Conhecida e incensada pelos amantes do jazz, Selma Baptista - que traz no currículo convite de Luiz Chaves, contrabaixista do Zimbo Trio, para cantar no Crowne Plaza Hotel, em São Paulo - confessa que se converteu à música brasileira, numa volta às raízes. Paulinho da Viola é o mágico condutor.
''Eu o conhecia como a maior parte das pessoas o conhece - o compositor do samba exaltação, do pagode mais autêntico do Rio. Mas quando me apaixonei por ''Vela no Breu'', comecei a investigar e a descobrir as canções de Paulinho. Fiquei mais de um ano ouvindo essas coisas. Aí resolvi fazer o show. Tem samba também, mas basicamente ele retoma choros e canções, com uma lírica, uma melodia mais sofisticada''.
O repertório e o desafio da interpretação foram preponderantes no jogo da sedução. ''Todo mundo pensa que é fácil cantar Paulinho. Não é. A música dele é feita para instrumento: a voz tem que ir lá no alto, ir para baixo, trabalhar nas regiões médias. É uma escala''. Ao mesmo tempo em que há todo esse exercício, também tem a malemolência. ''Estou descobrindo isso e fico cada vez mais maravilhada'', confessa.
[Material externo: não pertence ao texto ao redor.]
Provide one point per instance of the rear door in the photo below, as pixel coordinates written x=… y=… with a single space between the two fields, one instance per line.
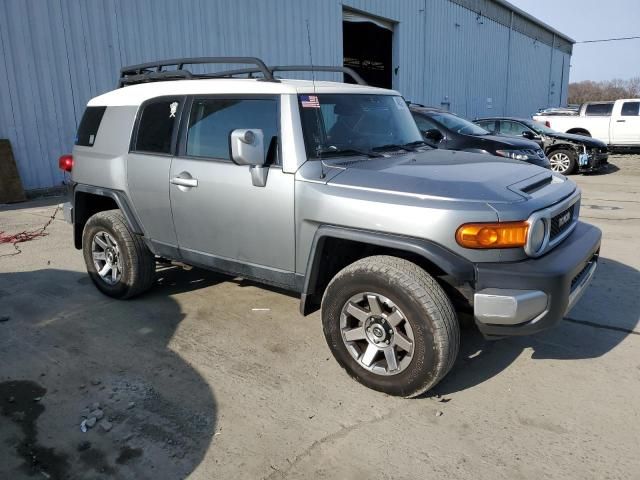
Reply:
x=625 y=123
x=597 y=119
x=221 y=219
x=148 y=165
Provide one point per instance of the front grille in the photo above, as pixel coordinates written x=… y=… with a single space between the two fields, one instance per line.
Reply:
x=556 y=228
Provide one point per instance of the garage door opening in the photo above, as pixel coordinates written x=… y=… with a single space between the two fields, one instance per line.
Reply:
x=368 y=48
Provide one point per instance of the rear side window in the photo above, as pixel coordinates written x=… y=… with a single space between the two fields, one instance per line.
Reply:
x=599 y=109
x=489 y=126
x=89 y=125
x=514 y=129
x=212 y=120
x=424 y=123
x=630 y=109
x=156 y=124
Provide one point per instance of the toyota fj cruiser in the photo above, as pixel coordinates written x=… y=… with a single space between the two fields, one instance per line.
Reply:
x=325 y=189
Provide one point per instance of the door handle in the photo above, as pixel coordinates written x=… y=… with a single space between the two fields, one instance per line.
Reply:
x=183 y=180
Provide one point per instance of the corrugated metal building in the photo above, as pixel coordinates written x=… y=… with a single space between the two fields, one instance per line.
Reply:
x=474 y=57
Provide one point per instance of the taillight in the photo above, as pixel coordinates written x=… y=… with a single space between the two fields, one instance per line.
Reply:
x=65 y=162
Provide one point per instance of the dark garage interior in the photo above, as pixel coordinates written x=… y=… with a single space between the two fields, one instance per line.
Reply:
x=368 y=50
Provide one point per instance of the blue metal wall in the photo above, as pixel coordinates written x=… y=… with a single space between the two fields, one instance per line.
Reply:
x=57 y=54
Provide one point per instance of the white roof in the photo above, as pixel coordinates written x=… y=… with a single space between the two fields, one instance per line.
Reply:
x=137 y=94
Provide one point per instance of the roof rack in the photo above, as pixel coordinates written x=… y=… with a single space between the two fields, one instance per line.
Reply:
x=290 y=68
x=153 y=71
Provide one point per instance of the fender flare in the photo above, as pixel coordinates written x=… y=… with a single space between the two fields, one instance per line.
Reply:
x=119 y=197
x=458 y=269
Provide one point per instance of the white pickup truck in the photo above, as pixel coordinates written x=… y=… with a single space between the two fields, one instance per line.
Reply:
x=615 y=123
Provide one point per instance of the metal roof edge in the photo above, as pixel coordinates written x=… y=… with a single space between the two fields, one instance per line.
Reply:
x=530 y=17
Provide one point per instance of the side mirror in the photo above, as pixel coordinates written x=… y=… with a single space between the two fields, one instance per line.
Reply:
x=433 y=134
x=247 y=148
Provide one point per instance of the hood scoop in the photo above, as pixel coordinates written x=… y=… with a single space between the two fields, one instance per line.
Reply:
x=534 y=185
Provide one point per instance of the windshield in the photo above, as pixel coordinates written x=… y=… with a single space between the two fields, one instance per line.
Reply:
x=458 y=124
x=356 y=123
x=539 y=127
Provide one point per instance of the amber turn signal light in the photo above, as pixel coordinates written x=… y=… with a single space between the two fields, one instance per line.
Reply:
x=492 y=235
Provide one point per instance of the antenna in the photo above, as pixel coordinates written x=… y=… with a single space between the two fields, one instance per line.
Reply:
x=313 y=73
x=313 y=79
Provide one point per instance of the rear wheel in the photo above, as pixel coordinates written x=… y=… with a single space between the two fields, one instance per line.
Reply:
x=390 y=325
x=563 y=161
x=118 y=261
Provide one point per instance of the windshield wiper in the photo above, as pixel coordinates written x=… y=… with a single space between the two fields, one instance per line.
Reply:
x=394 y=146
x=417 y=143
x=332 y=150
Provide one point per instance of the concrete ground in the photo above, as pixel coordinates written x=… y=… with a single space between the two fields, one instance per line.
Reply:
x=209 y=377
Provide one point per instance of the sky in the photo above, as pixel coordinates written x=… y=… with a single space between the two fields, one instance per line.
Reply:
x=594 y=20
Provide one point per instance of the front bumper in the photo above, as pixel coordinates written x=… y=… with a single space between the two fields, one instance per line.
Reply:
x=521 y=298
x=595 y=161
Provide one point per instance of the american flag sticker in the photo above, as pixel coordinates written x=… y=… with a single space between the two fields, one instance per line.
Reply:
x=309 y=101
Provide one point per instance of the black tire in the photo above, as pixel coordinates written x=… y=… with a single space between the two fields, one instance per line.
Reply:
x=570 y=154
x=136 y=261
x=426 y=308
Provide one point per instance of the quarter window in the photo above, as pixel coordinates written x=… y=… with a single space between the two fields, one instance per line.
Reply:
x=488 y=125
x=212 y=120
x=89 y=125
x=598 y=109
x=514 y=129
x=155 y=129
x=630 y=109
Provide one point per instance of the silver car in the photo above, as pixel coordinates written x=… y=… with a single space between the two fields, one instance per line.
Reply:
x=328 y=190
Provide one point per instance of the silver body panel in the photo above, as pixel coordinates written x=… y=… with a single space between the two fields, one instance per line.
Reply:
x=227 y=216
x=425 y=195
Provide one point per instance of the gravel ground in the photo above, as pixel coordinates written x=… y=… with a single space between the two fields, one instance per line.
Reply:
x=210 y=377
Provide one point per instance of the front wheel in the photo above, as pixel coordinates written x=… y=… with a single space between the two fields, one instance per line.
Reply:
x=390 y=325
x=563 y=161
x=118 y=261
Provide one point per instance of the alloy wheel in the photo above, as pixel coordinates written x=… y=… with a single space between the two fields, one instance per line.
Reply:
x=106 y=257
x=377 y=334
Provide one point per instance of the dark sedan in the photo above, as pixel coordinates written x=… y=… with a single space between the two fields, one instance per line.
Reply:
x=451 y=132
x=567 y=153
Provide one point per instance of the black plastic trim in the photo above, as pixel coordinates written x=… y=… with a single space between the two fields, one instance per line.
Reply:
x=458 y=269
x=552 y=274
x=119 y=197
x=271 y=276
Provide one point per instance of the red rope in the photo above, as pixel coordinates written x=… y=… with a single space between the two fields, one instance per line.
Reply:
x=26 y=235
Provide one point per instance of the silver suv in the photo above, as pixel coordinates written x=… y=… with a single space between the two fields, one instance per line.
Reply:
x=328 y=190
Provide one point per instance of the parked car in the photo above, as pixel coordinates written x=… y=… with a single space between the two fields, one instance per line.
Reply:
x=328 y=190
x=615 y=123
x=451 y=132
x=569 y=110
x=567 y=153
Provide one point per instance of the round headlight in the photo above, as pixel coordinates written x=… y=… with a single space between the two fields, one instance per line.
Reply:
x=537 y=231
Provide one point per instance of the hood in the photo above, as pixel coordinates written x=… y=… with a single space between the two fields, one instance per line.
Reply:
x=580 y=139
x=512 y=143
x=439 y=174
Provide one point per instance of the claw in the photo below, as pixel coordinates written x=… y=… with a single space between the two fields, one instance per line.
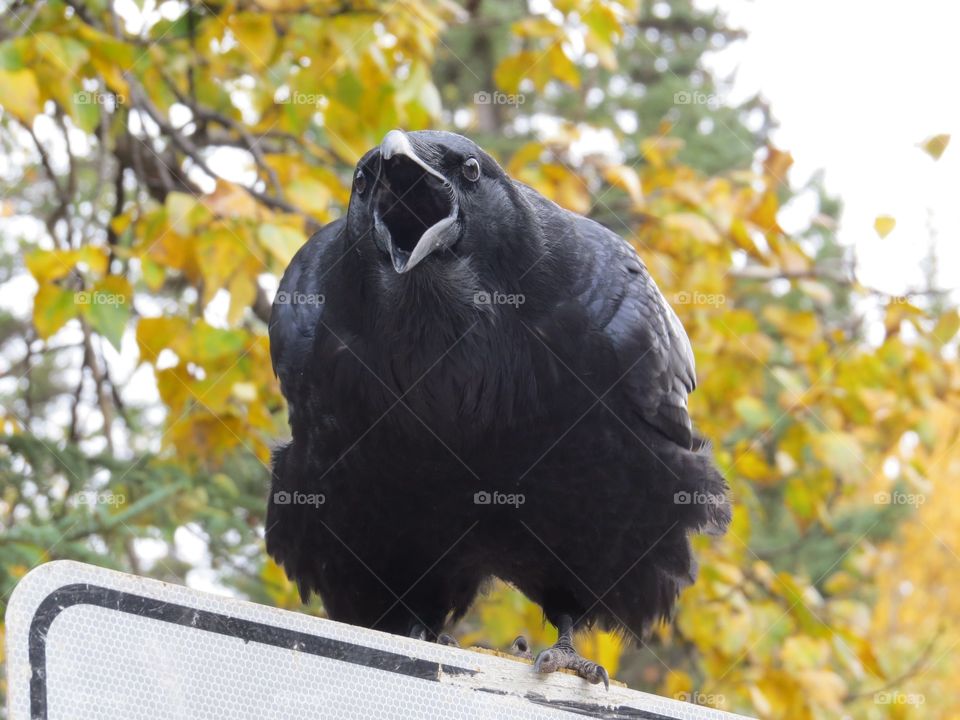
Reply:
x=447 y=639
x=562 y=656
x=521 y=648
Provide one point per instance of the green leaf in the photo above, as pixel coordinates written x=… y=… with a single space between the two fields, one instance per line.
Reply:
x=108 y=308
x=52 y=307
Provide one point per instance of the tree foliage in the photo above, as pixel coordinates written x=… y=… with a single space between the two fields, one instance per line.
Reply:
x=163 y=162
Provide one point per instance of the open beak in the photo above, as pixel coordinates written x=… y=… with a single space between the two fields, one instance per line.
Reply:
x=415 y=211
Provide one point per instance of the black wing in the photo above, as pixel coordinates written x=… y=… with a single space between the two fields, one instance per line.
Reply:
x=655 y=361
x=298 y=308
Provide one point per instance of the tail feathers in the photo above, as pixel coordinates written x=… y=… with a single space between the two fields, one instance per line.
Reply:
x=704 y=492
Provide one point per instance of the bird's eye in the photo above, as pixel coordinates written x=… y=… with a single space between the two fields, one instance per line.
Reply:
x=471 y=169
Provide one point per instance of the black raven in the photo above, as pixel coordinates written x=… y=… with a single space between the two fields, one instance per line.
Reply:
x=482 y=384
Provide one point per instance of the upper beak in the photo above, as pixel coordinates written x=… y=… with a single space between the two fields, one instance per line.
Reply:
x=395 y=143
x=439 y=234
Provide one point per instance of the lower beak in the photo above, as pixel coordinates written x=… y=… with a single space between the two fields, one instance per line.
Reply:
x=416 y=212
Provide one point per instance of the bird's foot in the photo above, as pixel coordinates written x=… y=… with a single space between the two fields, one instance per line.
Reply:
x=521 y=648
x=562 y=656
x=447 y=639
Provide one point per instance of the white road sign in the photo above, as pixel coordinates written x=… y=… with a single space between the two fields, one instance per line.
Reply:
x=84 y=643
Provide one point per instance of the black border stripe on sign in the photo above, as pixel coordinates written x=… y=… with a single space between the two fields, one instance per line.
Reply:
x=250 y=631
x=246 y=630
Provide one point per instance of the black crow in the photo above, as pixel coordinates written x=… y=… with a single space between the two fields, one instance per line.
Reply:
x=482 y=384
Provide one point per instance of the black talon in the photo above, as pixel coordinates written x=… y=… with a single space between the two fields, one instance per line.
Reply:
x=562 y=656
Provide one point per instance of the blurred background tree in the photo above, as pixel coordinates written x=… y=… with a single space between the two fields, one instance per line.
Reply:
x=162 y=162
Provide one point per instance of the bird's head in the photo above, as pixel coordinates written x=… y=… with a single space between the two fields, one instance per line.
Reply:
x=428 y=194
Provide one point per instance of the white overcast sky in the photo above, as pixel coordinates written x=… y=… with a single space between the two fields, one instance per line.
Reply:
x=856 y=85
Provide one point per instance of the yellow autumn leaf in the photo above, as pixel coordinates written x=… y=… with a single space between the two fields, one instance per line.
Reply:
x=627 y=179
x=693 y=225
x=884 y=225
x=52 y=307
x=255 y=35
x=935 y=145
x=282 y=242
x=20 y=94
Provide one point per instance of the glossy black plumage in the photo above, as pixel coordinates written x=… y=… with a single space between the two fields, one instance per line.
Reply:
x=411 y=392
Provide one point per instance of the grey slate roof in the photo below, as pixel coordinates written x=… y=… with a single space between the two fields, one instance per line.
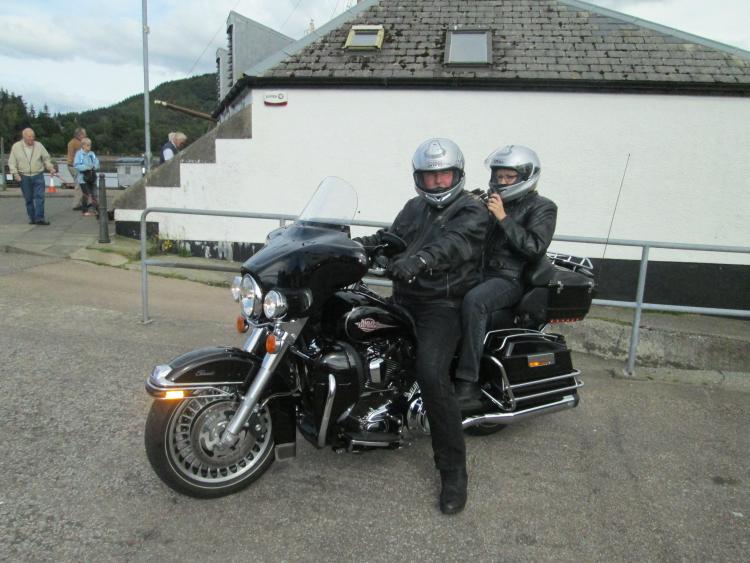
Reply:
x=563 y=42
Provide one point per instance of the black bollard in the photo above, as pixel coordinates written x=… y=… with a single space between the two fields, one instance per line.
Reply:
x=103 y=217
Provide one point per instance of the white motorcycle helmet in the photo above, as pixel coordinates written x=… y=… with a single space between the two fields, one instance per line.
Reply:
x=521 y=159
x=432 y=156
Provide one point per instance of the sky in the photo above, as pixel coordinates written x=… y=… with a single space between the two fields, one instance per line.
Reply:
x=86 y=54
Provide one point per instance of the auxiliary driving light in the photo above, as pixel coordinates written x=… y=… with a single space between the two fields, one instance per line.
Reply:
x=236 y=288
x=273 y=344
x=275 y=305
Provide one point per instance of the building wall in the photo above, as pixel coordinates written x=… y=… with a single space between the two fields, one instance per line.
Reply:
x=687 y=177
x=222 y=71
x=250 y=43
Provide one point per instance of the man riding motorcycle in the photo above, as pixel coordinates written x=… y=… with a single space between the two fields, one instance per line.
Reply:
x=520 y=232
x=443 y=228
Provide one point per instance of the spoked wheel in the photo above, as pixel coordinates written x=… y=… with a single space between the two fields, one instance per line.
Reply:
x=183 y=445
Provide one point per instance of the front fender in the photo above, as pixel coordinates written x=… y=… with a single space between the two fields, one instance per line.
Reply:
x=211 y=368
x=201 y=369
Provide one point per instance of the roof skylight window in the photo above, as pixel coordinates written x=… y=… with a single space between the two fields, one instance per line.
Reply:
x=469 y=47
x=363 y=37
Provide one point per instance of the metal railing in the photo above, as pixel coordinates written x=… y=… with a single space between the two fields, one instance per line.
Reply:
x=638 y=304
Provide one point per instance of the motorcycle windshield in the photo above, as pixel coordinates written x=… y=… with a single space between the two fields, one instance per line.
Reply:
x=333 y=203
x=315 y=252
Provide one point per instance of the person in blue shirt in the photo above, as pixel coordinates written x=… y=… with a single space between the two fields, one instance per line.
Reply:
x=87 y=165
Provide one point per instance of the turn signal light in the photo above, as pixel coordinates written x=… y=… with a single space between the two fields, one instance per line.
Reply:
x=569 y=320
x=272 y=344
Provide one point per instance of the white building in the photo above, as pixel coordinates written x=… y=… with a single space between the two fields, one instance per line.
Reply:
x=626 y=115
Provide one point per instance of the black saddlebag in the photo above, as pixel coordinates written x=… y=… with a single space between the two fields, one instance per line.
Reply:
x=528 y=368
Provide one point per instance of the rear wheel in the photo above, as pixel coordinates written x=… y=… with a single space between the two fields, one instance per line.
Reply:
x=183 y=445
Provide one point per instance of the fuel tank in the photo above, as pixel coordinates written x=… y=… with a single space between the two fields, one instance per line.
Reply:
x=361 y=317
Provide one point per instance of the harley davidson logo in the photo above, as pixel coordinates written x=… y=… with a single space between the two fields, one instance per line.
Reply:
x=369 y=324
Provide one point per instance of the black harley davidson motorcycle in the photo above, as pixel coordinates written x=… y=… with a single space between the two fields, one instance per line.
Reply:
x=330 y=358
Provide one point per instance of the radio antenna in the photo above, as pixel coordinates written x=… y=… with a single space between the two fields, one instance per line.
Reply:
x=614 y=212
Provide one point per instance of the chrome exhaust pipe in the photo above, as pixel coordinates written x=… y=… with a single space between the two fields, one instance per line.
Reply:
x=567 y=402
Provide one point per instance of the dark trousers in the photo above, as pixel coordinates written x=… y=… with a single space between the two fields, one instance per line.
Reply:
x=32 y=188
x=438 y=331
x=488 y=297
x=89 y=196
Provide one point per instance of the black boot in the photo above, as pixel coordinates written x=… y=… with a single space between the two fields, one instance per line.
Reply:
x=468 y=395
x=453 y=491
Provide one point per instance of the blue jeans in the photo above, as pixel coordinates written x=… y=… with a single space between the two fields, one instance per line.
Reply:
x=33 y=192
x=488 y=297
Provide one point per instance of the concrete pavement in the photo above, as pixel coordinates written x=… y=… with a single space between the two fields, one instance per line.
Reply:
x=671 y=345
x=640 y=471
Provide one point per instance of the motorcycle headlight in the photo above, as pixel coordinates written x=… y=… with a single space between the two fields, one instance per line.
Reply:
x=275 y=305
x=236 y=287
x=252 y=297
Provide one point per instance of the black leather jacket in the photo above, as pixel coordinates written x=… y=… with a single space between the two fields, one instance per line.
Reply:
x=521 y=238
x=449 y=240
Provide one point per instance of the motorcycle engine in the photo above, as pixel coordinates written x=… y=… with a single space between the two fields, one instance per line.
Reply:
x=379 y=415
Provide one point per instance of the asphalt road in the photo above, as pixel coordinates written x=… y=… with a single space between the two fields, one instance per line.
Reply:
x=640 y=471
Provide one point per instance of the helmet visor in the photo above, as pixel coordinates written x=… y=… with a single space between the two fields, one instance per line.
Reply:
x=437 y=181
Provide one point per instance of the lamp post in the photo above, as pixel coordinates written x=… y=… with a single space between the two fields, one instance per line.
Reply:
x=146 y=116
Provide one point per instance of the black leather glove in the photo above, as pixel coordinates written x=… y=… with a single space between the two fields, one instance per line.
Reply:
x=370 y=243
x=407 y=268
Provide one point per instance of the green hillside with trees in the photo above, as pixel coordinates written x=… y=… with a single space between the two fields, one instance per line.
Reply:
x=116 y=129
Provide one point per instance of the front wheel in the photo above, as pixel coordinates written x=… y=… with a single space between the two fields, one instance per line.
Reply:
x=182 y=445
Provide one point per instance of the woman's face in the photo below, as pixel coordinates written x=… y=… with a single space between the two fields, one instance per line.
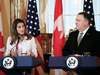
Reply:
x=20 y=28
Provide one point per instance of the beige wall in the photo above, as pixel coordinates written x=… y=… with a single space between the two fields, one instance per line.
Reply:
x=5 y=12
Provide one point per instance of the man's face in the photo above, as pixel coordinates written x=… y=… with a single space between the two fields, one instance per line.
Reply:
x=81 y=23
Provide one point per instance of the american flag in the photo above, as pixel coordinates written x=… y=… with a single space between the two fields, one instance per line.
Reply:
x=88 y=7
x=34 y=30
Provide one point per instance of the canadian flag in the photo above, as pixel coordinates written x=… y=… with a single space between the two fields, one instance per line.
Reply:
x=58 y=33
x=1 y=42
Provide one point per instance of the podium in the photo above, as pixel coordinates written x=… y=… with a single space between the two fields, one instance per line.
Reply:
x=88 y=64
x=22 y=63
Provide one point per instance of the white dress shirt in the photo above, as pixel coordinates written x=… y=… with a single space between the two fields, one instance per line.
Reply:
x=83 y=33
x=23 y=47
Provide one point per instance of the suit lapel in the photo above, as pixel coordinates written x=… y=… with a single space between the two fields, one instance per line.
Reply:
x=85 y=36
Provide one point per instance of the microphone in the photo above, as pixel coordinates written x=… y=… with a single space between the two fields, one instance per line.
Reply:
x=14 y=46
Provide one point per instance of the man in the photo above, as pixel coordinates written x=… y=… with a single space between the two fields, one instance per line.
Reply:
x=90 y=41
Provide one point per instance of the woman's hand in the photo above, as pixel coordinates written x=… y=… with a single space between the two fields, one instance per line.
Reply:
x=13 y=53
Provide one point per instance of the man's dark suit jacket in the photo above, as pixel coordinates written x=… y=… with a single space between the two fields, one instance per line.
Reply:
x=89 y=43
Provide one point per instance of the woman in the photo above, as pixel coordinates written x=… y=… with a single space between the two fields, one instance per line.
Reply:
x=20 y=43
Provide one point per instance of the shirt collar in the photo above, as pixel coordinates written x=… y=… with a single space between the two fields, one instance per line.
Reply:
x=85 y=30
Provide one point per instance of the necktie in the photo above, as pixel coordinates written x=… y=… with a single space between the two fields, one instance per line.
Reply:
x=80 y=38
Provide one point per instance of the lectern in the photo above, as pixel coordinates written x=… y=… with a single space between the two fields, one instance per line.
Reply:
x=22 y=63
x=89 y=64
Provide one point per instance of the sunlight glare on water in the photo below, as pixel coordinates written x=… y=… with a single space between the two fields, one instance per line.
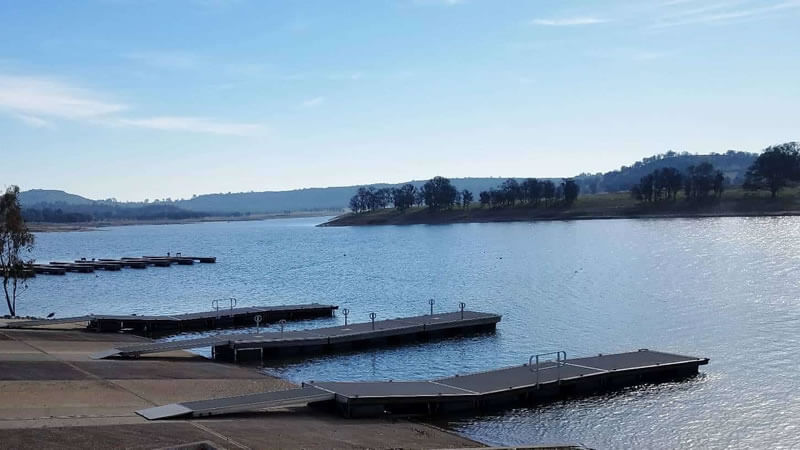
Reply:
x=726 y=289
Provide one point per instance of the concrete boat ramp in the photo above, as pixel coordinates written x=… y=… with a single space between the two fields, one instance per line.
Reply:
x=260 y=346
x=217 y=318
x=536 y=381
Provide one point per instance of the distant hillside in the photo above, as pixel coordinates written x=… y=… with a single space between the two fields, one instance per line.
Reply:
x=733 y=165
x=39 y=196
x=313 y=199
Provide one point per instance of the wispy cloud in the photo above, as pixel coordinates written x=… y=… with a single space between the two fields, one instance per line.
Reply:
x=175 y=60
x=32 y=121
x=725 y=12
x=35 y=101
x=34 y=96
x=568 y=21
x=194 y=125
x=438 y=2
x=313 y=102
x=353 y=76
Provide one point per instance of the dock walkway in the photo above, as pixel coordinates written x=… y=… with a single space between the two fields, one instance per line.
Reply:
x=218 y=318
x=528 y=383
x=237 y=347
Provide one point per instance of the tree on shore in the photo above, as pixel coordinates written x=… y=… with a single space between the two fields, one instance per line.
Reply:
x=466 y=199
x=570 y=189
x=15 y=241
x=775 y=168
x=403 y=197
x=439 y=193
x=702 y=179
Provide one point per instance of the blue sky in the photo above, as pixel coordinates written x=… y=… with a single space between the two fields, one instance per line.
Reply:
x=139 y=99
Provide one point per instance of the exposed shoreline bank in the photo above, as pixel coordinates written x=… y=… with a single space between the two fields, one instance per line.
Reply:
x=592 y=207
x=45 y=227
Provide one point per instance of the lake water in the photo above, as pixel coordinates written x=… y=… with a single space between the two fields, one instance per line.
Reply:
x=726 y=289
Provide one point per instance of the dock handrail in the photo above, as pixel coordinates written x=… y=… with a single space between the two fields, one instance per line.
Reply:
x=559 y=362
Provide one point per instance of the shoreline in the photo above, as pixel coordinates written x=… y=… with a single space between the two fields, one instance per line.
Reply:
x=443 y=218
x=47 y=227
x=60 y=398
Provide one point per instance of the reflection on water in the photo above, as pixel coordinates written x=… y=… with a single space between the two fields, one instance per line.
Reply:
x=719 y=288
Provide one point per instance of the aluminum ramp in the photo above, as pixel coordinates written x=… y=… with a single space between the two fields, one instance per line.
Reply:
x=44 y=322
x=539 y=381
x=160 y=347
x=244 y=403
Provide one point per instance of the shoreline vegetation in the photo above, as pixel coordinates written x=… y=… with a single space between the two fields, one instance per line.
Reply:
x=45 y=227
x=618 y=205
x=667 y=192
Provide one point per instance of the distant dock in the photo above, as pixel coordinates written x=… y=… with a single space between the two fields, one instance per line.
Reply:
x=260 y=346
x=535 y=382
x=85 y=265
x=218 y=318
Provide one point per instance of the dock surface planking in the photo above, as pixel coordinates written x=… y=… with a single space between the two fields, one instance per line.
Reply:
x=528 y=383
x=224 y=317
x=240 y=347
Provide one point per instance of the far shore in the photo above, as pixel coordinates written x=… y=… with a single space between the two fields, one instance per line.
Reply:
x=736 y=203
x=44 y=227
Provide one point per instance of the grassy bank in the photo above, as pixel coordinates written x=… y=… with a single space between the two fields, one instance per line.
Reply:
x=734 y=202
x=41 y=227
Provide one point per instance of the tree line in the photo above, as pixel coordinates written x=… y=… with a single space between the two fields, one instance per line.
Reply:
x=436 y=193
x=697 y=183
x=66 y=213
x=532 y=192
x=774 y=169
x=439 y=193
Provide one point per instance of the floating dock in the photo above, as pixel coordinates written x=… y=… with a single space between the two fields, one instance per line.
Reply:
x=260 y=346
x=535 y=382
x=221 y=318
x=84 y=265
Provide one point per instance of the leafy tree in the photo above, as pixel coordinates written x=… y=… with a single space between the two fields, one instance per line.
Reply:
x=511 y=191
x=548 y=190
x=775 y=168
x=671 y=180
x=15 y=240
x=439 y=193
x=699 y=181
x=466 y=198
x=403 y=197
x=571 y=190
x=485 y=198
x=531 y=190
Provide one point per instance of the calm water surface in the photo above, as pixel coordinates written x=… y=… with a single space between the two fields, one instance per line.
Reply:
x=724 y=288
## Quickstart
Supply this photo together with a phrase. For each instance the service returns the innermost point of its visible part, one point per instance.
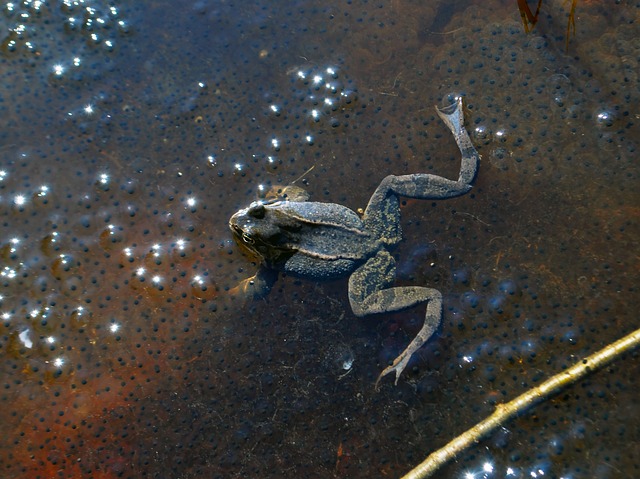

''Vela no Breu'' tem como concepção ser um antídoto aos difíceis dias de nosso tempo. ''Queremos mostrar que apesar do desencanto, a música de Paulinho é um convite a superar isso, a esperar o sol nascer'', explica a cantora. Começa com uma espécie de ode à luz, ''Cantoria'', depois atravessa a fase de solidão e avança para o final. Termina com ''Quem Sabe'' (letra de Elton Medeiros): ''Quem sabe eu encontre/ pela madrugada/ uma esperança vaga/ nos olhos de alguém/ que também despertou/ de um sonho igual ao meu''.
Doutora em Antropologia, Selma tem na ciência e na música seus pilares da vida. Para ela Antropologia não é ciência: ''É o olhar, o modo de ver as coisas. É uma coisa que está entranhada na minha alma'', sublinha. A música existe nela com a mesma intensidade, porém, sem lhe trazer ânsias de fama e sucesso. ''Não preciso do sucesso; eu preciso mesmo é ter a minha alma inspirada, comprometida, renovada, arejada''.
Vela no Breu - Show com Selma Baptista cantando Paulinho da Viola. Arranjos de João Egashira (violão), com Boldrini (contrabaixo acústico), Cláudio Menandro (cavaco e bandolim), Cariline Lohmannn (flauta), Leandro Teixeira (percussão), Ricardo Rosinha (percussão). Sexta e sábado, às 21 horas, no Teatro do Paiol. Ingressos: R$ 10,00 e R$ 5,00 (estudantes e pessoas maiores de 65 anos).